The cash inflow should be classified in terms of what is “likely to be the predominant source

Disputing the EITF’s Arguments

ASU 2016-15 states that some Emerging Issues Task Force (EITF) members had noted the lack of symmetry in not recording the receipt as a cash inflow from an operating activity. The analogy with the receipt from the sale of a typical investment breaks down even further, however, on the grounds that the cash used for the typical investment in another company would first have been recorded as a cash inflow, the cash spent on the investment would then have been recorded as a CFFI cash outflow, and then finally, the cash received from the sale of the investment in another company would be recorded as a CFFI cash inflow.

Generally, cash received from the sale of these assets necessitates the spending of that cash on replacing the sold factors of production, or it causes the entity to borrow cash to replace them

The cash received from a beneficial interest in securitized trade receivables is not analogous to either of these typical CFFI activities.

The truth of the matter is that ASU 2016-15’s treatment of cash received from a beneficial interest is not analogous to how cash flows are treated with typical investments. For example, assume that a bakery bakes bread, sells it at a profit, payday loans Youngstown OH uses the cash received to buy an investment in another company, and then sells that investment. The entity would record a CFFO inflow from selling the bread at a profit, a CFFI outflow for the purchase of the investment, and then a CFFI inflow from the selling of that investment. The point is that the CFFO from the selling of the bread comes first. Under the treatment required by ASU 2016-15, the transferor is never able to record the cash received from the beneficial interest in its trade receivables as a CFFO. This is not analogous to the required GAAP treatment for generating cash via an operating activity, spending it on an investment in another company, and then selling that investment. The essence of the economic transactions involved in generating the trade receivables and securitizing them for cash inflows is not captured by the new guidance.

The other typical category of CFFI activities consists of cash flows from selling or buying long-term assets; these assets are capital assets that are factors of production. Returning to the bakery analogy, CFFI is cash received from selling an oven; the oven needs to be replaced, or the business must be scaled down or liquidated. CFFO, on the other hand, is cash received from baking bread, selling it at a profit to customers, and receiving the cash from those sales. CFFO is, therefore, more attractive to investors than CFFI; any manager can sell the bakery’s oven and get cash, but getting cash from selling bread at a profit is achieving the financial objective of the company, and it is not as easy to do.

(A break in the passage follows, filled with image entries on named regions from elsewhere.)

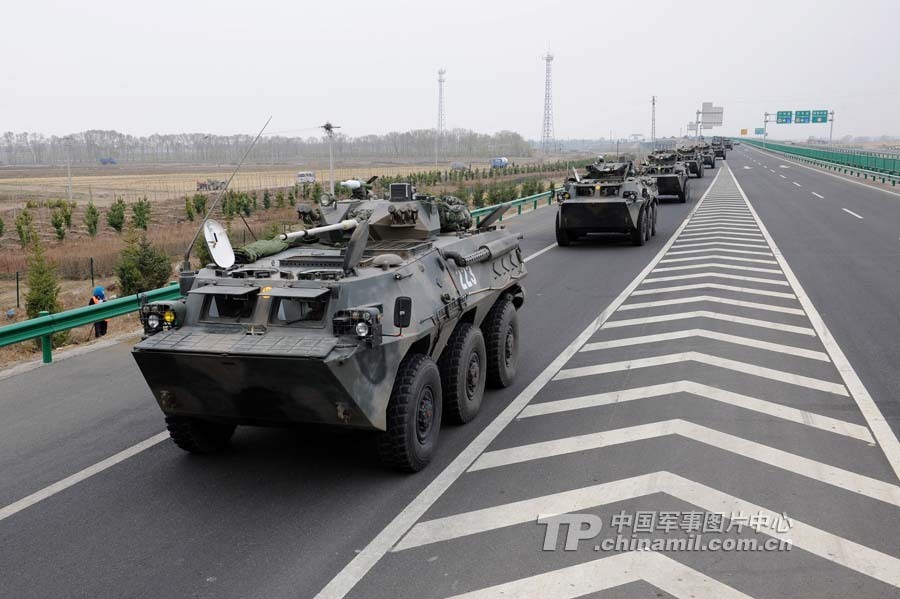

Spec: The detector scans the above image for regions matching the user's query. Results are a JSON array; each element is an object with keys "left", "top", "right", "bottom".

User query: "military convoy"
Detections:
[
  {"left": 556, "top": 159, "right": 659, "bottom": 247},
  {"left": 133, "top": 183, "right": 528, "bottom": 471},
  {"left": 640, "top": 150, "right": 688, "bottom": 204}
]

Clearly, the cash receipt from a beneficial interest in securitized receivables is not analogous to cash received upon the sale of a bakery’s oven. Thus, the cash received from a beneficial interest in securitized receivables is not akin to either of the typical forms of CFFI. It is not analogous to a cash inflow from the sale of an investment in another entity, and it is not analogous to a cash inflow from the sale of a bakery’s oven. It literally is cash received as a result of “delivering or producing goods for sale and providing services,” which is ASC 230’s definition of operating activities. As such, it should be classified as CFFO.

ASU 2016-15 also noted that some EITF members were in favor of the CFFI classification on the grounds that the transferor’s ability to receive cash from its beneficial interest is “sometimes linked to the performance of third-party trade receivables.” It is indeed true that in some securitization cases, trade receivables are transferred into an SPV, together with the receivables of another entity. The authors agree that the portion of the beneficial interest that flows from another entity’s receivables should be classified as CFFI; however, this is not an argument that all the cash received from the beneficial interest should be classified as CFFI. If it is not practical to separately identify the receipts from each source of receivables, the authors submit that the update should follow its own advice, given in the “Issue 8” section of ASU-2016-15. ” If the major source of cash inflows from the beneficial interest is likely to be the transferor’s own receivables, the cash inflow should be classified as CFFO.